Tuesday, May 12, 2009
The Human Genome Sequence Is not Complete
The latest version of the human genome sequence is called Build 36 or GRCh37. Here's an overview from the Genome Reference Consortium.
The large red triangles represent regions where there is a lot of variability so that no single representation of the genome sequence will describe a majority of humans.
The black regions represent parts of the chromosomes that have not been sequenced and assembled into long stretches (contigs) of reliable sequence. Most of the unsequenced regions are at centromeres, or telomeres, or on the Y chromosome. These regions consist of thousands of copies of highly repetitive DNA. It is impossible to assemble these repetitive sequences.
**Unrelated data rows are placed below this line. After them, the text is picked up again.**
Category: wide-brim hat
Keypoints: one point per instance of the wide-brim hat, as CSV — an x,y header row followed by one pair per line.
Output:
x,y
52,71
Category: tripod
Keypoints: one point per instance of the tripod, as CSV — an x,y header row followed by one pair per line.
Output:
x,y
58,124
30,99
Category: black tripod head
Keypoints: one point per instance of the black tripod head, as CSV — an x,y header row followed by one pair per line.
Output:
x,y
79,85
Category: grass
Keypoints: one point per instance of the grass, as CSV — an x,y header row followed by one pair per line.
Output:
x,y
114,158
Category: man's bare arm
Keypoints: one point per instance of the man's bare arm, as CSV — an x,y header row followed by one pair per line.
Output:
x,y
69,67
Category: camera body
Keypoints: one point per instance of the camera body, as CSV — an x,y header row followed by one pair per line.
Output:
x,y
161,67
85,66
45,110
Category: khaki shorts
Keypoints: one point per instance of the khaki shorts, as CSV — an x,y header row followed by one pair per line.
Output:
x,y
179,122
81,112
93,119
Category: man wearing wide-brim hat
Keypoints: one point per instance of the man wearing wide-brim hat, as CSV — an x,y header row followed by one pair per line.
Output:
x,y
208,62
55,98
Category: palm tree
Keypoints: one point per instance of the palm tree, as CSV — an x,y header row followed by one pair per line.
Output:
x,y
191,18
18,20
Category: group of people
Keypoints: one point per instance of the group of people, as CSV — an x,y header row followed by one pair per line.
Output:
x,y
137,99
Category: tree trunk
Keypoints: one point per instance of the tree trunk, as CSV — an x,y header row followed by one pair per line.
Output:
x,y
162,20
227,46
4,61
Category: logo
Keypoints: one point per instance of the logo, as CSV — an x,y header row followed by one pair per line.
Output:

Scientists are urging that more attention be focused on completing the chimpanzee and macaque genome sequences. We have been waiting a long time for the draft sequences of those genomes to be finished. The explosion of data on the human genome can only be realistically evaluated by comparing it to our closest relatives. (For example, are human non-coding RNAs conserved in primates?)
The fact that the human genome is not complete is not a problem. We know what's in the repetitive sequence regions even though we don't know exactly how it is arranged. The effort required to finish of the last bit is probably not as important as getting a final draft of other sequences.
Sandra Porter wonders Why don't we finish the human genome first?.